Using Virtual Care to Prevent the Spread of Superbugs Like Coronavirus

Using Virtual Care to Prevent the Spread of Superbugs Like Coronavirus

How Care Providers Can Use Telehealth to Isolate Infectious Disease Patients

Both the U.S. and the World Health Organization have declared the coronavirus a public health emergency. While there are only 12 confirmed cases in the U.S. as of the first week of February, the virus has already taken nearly 500 lives in mainland China after it appeared in an open-air market in Wuhan, a major trading hub in Central China’s Hubei province.

Public health officials maintain that the threat to the American public remains low, but care providers are doing everything they can to prevent new cases here in the U.S. This often means treating patients in isolation to prevent the spread of infection. U.S. citizens returning from China’s Hubei Province will be subject to a mandatory quarantine of up to 14 days, according to the U.S. Department of Health and Human Services. The CDC is currently monitoring over 120 possible cases of the coronavirus, including those that have been in contact with infected patients since their return from China.

What We Know About the Coronavirus

Among the 12 confirmed cases of the coronavirus in the U.S., the first two cases of person-to-person transmission have been recorded. The virus has largely affected animals up until recently when it appears to have jumped the species barrier, quickly spreading from person to person. Symptoms of the coronavirus include fever, coughing, and shortness of breath. Symptoms tend to appear two to 14 days after initial exposure.

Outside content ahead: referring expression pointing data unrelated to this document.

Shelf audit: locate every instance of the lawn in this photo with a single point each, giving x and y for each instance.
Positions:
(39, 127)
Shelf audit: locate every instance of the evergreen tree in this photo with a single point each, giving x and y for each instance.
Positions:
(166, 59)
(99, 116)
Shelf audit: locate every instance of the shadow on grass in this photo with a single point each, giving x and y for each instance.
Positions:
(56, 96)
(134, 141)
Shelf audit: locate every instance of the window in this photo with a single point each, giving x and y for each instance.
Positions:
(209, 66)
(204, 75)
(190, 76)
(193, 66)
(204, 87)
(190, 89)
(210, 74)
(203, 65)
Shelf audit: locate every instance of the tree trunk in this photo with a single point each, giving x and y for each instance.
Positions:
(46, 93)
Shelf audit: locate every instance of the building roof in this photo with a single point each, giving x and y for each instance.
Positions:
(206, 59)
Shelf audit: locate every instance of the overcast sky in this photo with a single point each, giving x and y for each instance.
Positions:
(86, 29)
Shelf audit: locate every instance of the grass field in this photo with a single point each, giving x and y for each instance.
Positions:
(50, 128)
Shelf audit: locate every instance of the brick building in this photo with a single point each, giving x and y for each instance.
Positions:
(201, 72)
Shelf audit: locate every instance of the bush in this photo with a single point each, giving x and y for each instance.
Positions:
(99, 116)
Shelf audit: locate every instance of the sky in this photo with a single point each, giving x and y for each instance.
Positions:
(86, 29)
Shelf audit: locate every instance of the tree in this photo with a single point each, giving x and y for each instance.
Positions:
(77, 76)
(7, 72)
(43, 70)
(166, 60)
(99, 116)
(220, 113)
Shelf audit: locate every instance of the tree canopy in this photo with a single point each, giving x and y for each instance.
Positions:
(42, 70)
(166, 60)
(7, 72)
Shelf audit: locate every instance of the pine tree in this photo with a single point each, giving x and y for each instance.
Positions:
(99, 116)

According to the CDC, it remains unclear how easily or sustainably this virus is spreading between people. The virus typically spreads from person to person when an infected individual is within 6 feet of another person. When the infected person coughs or sneezes, they produce respiratory droplets that can infect other individuals. It’s not clear if someone can get the virus just by touching a surface or object that has the virus on it and then touching their own mouth, nose, or possibly their eyes.

This lack of information makes it extremely difficult for care providers to treat patients infected with the virus or those suspected of having the virus. Care providers need to go to extreme lengths to make sure they do not come into contact with the virus when treating their patients.

How Virtual Care Can Help

Care providers can use telehealth and digital healthcare tools to prevent the spread of infectious diseases like coronavirus. Gloves and surgical masks can only do so much to prevent the spread of disease-causing bacteria. Surgical masks do not protect against airborne bacteria, so they won’t prevent the virus from spreading. If a care provider was to get infected with the coronavirus, it may take several days for their symptoms to appear. They could unintentionally infect dozens, if not hundreds, of patients and their colleagues in the meantime.

That’s why providers are using virtual care devices to care for coronavirus patients. Instead of having providers care for infected patients directly, the device can administer care to patients without the risk of exposure.

The first known case of the virus in the United States remains under quarantine at Providence Regional Medical Center in Everett, Washington. The InTouch Vici device comes into the room several times a day to check up on the patient. It uses a built-in stethoscope to check the patient’s vitals. It also has an HD video screen that providers can use to communicate directly with the patient. Doctors can ask the patient how they’re feeling, instruct them on how to use the device, and talk to them about possible treatment methods.

When managing the outbreak of a deadly virus, telehealth adds another layer of safety to the treatment process. Providers don’t have to endanger themselves or other patients when caring for patients infected with the coronavirus. They can fully isolate their patients until they recover from the virus, limiting the spread of airborne bacteria.

Care providers and facility administrators can’t afford to take risks when caring for coronavirus patients, especially when they’re still learning about how the virus spreads from person to person.

New cases of the coronavirus continue to emerge across the globe. In addition to the thousands of cases in China, there are more than 170 confirmed cases of the Wuhan coronavirus in more than 20 countries outside mainland China. Experts estimate that a coronavirus vaccine would take at least a year to reach the public. Healthcare facilities should consider investing in the latest technology to prevent the spread of disease. It’s the safest way to care for quarantined patients, so providers don’t have to put themselves at risk.